Captain John Smith sent settlers to the area that is now near Dover and Rye, along the Piscataqua River, in 1623. They were to establish a fishing village as part of a land grant from England. In 1630, Captain John Mason founded Portsmouth, New Hampshire, and he also named the state at that time. In 1679, after 38 years of being part of a union with Massachusetts, New Hampshire was given its own royal colony status.
Getting Started with New Hampshire Genealogy and Family Trees
Your Guide for New Hampshire Genealogy – The “live free or die” state, New Hampshire has a diverse history. From Native American heritage, Revolutionary heroes, and many thousands of unique farmers, trappers, and travelers who settled in this region, there is a large demand for genealogical information. This is available online and in the many small historical societies, libraries, and museums that dot the state. This site will detail how to find the genealogical information that you need.
Good Tactics for New Hampshire Genealogy – As you begin exploring resources for New Hampshire genealogy, regardless of where you are doing this research, you will be happy to discover that many essential resources are available in the online and offline worlds.
Though it seems like everything is now digital or on the Internet, there are still a lot of private or town collections and local archives that have yet to be converted into online formats. This means that your first step in research for New Hampshire genealogy is to identify how to find and obtain the records you want. This is why it is necessary to become familiar with the “basics” that all researchers for New Hampshire genealogy will use.
Records for New Hampshire Genealogy – The public records that can be found in many physical locations are also found readily online too. You must know how to look for them, however, and using the following labels is going to be very useful in your search for New Hampshire genealogy information:
- State Records – this group includes probate information, birth certificates, cemetery information, death records, deeds, estate information, genealogical folders, land records, maps, marriage details, military or veterans information, newspapers, private manuscripts, state census information, surname lists and more. These are available as online and offline resources for New Hampshire genealogy.
- Local Records – traditionally, state research requires a visit to a county clerk’s office or website. From there you will often find yourself at small local libraries, historical societies, local genealogical societies, and school or college libraries for New Hampshire genealogy information. These are items that are usually offline and viewable by appointment or special arrangement.
- Vital Records – these are the birth, marriage, divorce and death records from county, state, and national archives. They include newspaper items, military records, immigration and naturalization details, cemetery or obituary information, census records, and passenger lists and records as well. These tend to be available as online or offline resources for New Hampshire genealogy.
Best Resources for New Hampshire Genealogy – You will be surprised by the amount of data available for New Hampshire genealogy projects. The following records for New Hampshire genealogy can be found either in person or online at:
- Division of Vital Records Administration, Archives Building, 71 South Fruit Street, Concord, NH 03301-2410;
This is the best approach for ordering birth, death, marriage and divorce records.

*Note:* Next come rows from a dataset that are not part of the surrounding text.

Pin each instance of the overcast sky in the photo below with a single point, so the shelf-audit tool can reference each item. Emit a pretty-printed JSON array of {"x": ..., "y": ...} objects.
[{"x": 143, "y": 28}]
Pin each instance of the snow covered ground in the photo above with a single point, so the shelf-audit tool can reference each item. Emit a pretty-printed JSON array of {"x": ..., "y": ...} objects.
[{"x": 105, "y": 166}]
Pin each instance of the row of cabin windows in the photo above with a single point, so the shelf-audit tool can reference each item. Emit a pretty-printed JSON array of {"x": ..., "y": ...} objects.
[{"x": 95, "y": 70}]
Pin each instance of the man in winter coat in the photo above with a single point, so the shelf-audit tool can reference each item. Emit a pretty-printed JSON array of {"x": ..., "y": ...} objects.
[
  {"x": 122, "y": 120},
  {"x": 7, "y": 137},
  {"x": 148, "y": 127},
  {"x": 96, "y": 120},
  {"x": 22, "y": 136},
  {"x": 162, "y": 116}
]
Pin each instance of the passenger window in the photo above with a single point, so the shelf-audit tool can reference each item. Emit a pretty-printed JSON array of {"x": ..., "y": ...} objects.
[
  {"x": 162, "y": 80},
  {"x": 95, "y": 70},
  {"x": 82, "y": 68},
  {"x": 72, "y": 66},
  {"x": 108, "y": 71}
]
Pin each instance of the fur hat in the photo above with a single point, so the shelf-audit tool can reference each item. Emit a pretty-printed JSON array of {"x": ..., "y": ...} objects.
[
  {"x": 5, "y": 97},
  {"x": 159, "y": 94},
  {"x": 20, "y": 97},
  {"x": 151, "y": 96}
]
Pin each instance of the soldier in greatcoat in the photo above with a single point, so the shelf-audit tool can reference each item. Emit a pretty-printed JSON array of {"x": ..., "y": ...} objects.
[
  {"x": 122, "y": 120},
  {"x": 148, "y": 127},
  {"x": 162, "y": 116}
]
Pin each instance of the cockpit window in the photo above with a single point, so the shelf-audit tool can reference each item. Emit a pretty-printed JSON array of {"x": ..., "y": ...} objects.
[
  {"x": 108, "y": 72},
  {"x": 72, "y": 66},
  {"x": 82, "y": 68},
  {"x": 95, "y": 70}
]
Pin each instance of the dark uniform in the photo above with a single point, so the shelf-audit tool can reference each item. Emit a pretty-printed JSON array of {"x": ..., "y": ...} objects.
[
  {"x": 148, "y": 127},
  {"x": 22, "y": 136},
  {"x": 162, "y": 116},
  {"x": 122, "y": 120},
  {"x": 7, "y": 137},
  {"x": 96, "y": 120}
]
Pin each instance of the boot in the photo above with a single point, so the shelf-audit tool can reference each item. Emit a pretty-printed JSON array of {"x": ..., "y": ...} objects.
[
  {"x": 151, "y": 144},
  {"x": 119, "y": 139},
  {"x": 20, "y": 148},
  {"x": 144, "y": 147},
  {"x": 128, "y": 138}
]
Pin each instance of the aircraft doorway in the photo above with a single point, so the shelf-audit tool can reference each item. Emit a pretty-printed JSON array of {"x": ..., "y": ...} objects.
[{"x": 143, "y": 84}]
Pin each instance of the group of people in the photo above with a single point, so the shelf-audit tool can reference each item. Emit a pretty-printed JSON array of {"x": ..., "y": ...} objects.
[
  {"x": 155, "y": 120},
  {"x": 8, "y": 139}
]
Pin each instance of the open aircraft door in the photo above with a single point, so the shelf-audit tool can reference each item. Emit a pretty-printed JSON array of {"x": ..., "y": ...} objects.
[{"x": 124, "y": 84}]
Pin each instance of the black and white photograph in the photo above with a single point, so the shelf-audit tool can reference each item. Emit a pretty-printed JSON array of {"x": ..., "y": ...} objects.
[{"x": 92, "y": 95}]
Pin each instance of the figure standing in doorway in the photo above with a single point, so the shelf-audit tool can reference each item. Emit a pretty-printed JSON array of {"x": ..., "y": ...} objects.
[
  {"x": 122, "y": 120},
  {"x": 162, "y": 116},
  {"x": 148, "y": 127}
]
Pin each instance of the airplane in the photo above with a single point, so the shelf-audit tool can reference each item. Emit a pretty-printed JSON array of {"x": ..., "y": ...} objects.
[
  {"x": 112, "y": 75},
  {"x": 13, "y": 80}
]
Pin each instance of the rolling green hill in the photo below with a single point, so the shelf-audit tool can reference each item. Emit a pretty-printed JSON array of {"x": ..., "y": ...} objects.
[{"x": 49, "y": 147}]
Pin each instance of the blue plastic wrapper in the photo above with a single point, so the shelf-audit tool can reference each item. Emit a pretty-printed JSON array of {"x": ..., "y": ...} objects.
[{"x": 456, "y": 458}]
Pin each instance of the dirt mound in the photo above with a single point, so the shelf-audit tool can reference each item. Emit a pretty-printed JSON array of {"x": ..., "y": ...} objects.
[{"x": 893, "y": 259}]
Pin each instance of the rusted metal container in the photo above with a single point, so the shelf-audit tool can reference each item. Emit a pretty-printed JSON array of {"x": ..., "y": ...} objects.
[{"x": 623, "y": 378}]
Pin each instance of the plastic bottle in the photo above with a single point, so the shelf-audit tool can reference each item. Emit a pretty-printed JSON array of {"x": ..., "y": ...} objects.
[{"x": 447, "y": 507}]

Additionally, many of the vital, state and local records can be found at the following:
- New Hampshire State Library, Genealogy Section, 20 Park Street, Concord NH 03301;
This genealogy page provides access to town and county histories, town reports, census data, newspapers, biographies, directories, military indexes, and even professional research assistance.

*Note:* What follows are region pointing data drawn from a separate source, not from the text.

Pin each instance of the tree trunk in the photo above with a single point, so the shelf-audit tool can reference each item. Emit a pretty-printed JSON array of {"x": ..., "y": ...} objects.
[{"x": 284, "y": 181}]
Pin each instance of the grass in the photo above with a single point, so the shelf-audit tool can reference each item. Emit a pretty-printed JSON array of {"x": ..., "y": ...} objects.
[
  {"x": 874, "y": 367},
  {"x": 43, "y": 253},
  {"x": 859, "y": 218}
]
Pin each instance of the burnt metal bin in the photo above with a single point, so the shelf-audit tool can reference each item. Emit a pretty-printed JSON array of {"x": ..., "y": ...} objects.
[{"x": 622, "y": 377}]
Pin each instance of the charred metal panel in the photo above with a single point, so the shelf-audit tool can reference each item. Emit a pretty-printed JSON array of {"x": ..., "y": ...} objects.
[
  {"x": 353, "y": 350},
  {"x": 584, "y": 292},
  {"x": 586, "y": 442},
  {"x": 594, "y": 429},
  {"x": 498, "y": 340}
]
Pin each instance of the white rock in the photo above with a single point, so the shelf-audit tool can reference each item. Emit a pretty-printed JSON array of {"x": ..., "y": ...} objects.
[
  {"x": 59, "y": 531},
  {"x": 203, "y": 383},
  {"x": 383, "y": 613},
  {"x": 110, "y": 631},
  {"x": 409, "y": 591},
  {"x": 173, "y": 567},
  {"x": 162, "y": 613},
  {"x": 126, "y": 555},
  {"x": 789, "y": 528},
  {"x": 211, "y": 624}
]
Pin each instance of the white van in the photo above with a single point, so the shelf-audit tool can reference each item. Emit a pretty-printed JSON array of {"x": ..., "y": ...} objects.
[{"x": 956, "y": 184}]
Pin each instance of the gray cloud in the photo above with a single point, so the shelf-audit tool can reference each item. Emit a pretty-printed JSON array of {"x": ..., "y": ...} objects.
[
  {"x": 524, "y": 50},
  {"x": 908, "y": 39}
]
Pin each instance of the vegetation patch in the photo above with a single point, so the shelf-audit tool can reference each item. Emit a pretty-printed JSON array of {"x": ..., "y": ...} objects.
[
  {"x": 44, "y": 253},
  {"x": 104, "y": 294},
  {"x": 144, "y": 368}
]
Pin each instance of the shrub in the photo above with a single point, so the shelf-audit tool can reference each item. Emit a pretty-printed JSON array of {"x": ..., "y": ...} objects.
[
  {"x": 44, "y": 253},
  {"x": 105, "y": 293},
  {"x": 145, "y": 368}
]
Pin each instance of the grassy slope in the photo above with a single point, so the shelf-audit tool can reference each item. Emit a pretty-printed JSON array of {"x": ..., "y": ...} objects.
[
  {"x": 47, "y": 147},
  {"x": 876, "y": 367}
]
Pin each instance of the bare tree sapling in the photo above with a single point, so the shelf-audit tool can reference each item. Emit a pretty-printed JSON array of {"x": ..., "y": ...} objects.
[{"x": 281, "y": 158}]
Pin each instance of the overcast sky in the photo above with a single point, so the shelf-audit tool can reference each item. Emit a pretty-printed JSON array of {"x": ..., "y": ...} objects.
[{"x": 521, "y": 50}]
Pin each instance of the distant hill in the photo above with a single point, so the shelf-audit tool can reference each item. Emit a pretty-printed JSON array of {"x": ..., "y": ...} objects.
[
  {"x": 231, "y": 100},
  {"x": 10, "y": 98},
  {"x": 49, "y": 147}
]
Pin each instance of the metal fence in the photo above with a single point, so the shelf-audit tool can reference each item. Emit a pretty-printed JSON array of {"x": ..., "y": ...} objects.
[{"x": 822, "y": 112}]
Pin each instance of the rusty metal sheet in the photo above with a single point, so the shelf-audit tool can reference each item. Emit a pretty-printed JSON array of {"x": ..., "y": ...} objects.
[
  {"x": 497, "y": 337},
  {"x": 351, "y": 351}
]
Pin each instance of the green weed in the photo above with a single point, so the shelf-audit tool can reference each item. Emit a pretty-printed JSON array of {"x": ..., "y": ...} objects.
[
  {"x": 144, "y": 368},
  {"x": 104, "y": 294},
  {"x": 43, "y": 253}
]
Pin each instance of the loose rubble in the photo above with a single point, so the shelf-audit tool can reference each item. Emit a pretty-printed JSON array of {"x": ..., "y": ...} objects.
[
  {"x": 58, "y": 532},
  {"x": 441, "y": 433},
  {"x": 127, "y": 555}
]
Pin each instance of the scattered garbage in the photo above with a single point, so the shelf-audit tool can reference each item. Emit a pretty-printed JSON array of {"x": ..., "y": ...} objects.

You will also want to explore all of the incredible resources at the New Hampshire State Archives too.
The websites indicated below will provide state-specific details that can give a large amount of information to those in search of facts for their New Hampshire genealogy projects.
- New Hampshire Genealogy Network (facebook.com)
- Encyclopedia of New Hampshire (newhampshirepedia.com)
- New Hampshire Indexed Historical Records (familysearch.org)
- The New Hampshire Family Group Sheet Project (fgs-project.com)
- USGenweb – New Hampshire Genealogy (usroots.com)
- Free GenForum Message Boards – New Hampshire (genforum.genealogy.com)
- Free Rootsweb Message Boards – New Hampshire (boards.ancestry.com)
- Cyndis List New Hampshire Links (cyndislist.com)
- New Hampshire Mailing List (rootsweb.ancestry.com)
- New Hampshire American History and Genealogy Project (usgennet.org)
- New Hampshire Migrations Project (rootsweb.ancestry.com)
- New Hampshire (wikipedia.org)
- New Hampshire Genealogy Look Ups (geneasearch.com)
- USGenWeb Archives Project for New Hampshire (usgwarchives.net)
New Hampshire Ethnic Group Research
The state of New Hampshire’s early days were filled with Native American conflicts with white settlers. Most of the records from provincial times that related to Native Americans from that time who participated in King Philip’s War of 1675 and other conflicts are no longer extant today. Surviving Native Americans were forced to move into Canada or further into the western part of the United States.